My doctoral dissertation examined barriers to tetraploid (= 4 sets of chromosomes) speciation in snow buttercups (Ranunculus adoneus) in the Colorado Rockies. I found strong spatial segregation of the diploid (=2 sets) and tetraploid snow buttercups (see figure 1), but no evidence for ecological differentiation. Strong reproductive exclusion operates to maintain spatial isolation. Stochastic models suggest that limited seed and pollen dispersal can lead to local tetraploid majorities which greatly reduce the barriers to their persistence and establishment.
My postdoctoral work with Dr. Loren Rieseberg at Indiana University and the University of British Columbia focused on barriers to gene flow between crop and wild sunflowers (Helianthus annuus). Populations of wild sunflowers adjacent to the crop retain their distinct morphology despite ongoing hybridization, which suggests that strong selection removes crop alleles. Field experiments in Indiana and Nebraska found that although the traits under selection differed, the loci under selection were the same in the two environments. One allele from the crop was favored at one locus, while an allele from the wild was favored at a second locus. Genome-wide screening of microsatellite frequencies between the crop and adjacent wild populations has identified one locus with an unknown function that has a very large genetic distance, suggesting that strong selection is at work.
My
research at Luther College continues to explore plant adaptation and
speciation. I have begun selecting on large seed size in wild
sunflowers in an effort to re-domesticate the sunflower from its wild
relatives. Early selection likely favored larger seeds, yet the
crop differs in many traits besides seed size. Will re-domestication
result in the same suite of traits? Work on selection on crop-wild
hybrids continues, with field plots in Iowa and North Dakota.

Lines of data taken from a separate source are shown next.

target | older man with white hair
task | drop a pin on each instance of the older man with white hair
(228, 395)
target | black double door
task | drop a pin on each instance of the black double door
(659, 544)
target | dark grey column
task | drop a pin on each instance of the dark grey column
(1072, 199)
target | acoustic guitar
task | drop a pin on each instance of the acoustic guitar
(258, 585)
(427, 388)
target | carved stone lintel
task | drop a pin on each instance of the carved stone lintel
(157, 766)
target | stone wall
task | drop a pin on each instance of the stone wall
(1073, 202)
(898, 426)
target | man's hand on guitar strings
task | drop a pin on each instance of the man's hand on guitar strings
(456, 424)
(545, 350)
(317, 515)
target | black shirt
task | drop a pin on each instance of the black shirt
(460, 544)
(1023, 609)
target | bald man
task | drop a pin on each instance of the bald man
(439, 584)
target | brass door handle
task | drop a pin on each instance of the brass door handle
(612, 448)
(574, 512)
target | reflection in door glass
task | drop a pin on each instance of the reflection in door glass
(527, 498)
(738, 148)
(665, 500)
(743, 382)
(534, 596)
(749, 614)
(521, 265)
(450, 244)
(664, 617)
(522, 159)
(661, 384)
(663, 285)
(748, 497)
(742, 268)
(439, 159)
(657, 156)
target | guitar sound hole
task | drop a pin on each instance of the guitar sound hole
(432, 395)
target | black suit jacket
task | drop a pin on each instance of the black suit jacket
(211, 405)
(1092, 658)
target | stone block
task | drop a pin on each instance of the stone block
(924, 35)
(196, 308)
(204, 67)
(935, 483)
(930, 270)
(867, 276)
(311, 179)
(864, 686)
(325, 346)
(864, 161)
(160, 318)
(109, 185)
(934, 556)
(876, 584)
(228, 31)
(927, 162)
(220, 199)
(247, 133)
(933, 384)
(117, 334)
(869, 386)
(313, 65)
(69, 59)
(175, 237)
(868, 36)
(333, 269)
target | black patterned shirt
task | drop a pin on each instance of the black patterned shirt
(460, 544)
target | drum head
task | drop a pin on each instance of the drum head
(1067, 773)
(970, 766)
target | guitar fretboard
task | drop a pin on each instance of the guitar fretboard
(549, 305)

In collaboration with Dr. Daniel Ortiz-Barrientos at the University of Queensland in Australia, I will be examining ecological processes that maintain species barriers between the common sunflower, Helianthus annuus, and the prairie sunflower, Helianthus petiolaris. We previously crossed the two species to make F1 plants, and then back-crossed them to the parental species. Lineages that should have been genetically similar unexpectedly had differences in survival and fitness when grown in the field. We will investigate how the mitochondria is shaping fitness, possibly through the imprinting of genes.
Finally, I have initiated several projects focusing on plants in NE Iowa. First, what evolutionary changes will occur in response to allelopathic invaders? Garlic mustard and spotted knapweed produce compounds which inhibit soil fungi and neighboring plants in North America, but do not have the same effect in Europe. Can native plants and fungi adapt to these invaders?

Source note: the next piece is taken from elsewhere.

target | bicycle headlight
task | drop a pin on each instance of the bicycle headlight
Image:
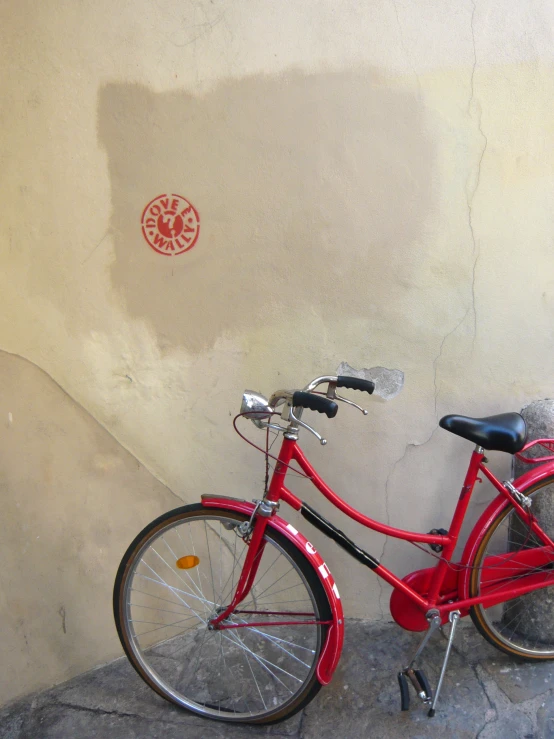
(257, 407)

A second project is investigating levels of chromosome number variation in Iowa prairie grasses and forbs. Many of these plants are known to vary across their range, but so far detailed studies of their distribution in NE Iowa have never been carried out.

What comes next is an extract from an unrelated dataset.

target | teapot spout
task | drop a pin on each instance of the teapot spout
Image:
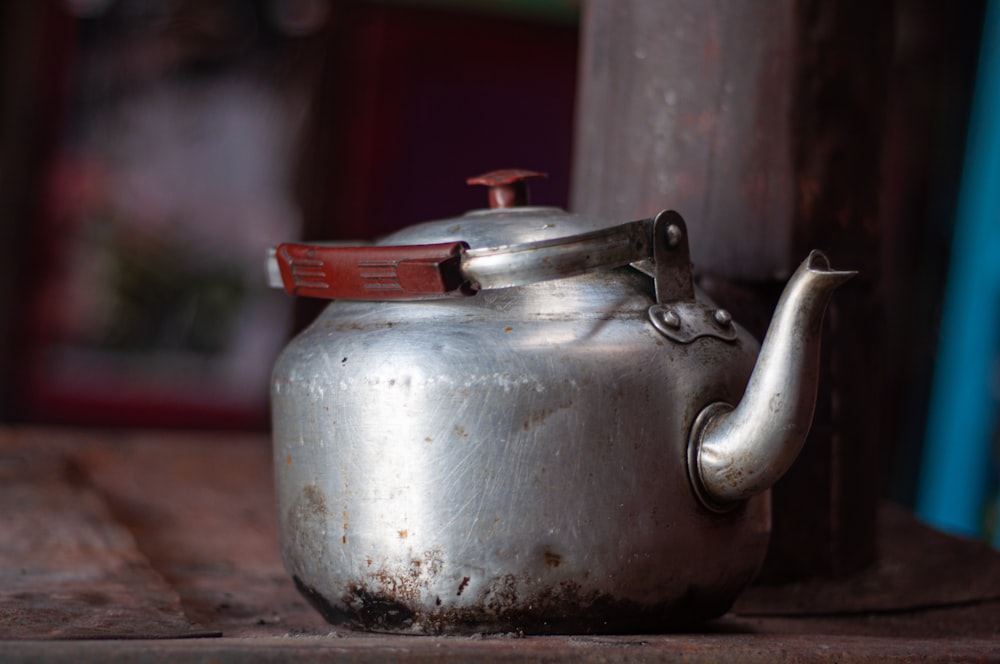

NE Iowa has many species that are at the edges of their distribution, especially on our cool, north facing limestone slopes. How will these plants respond to climate change? Will the primary challenge be physiological stress due to increased summer temperature, or will new competitors, herbivores, and diseases be more important? To address this, I have begun studying plants on these slopes in the hopes of identifying the key pressures that might limit their persistence in Iowa.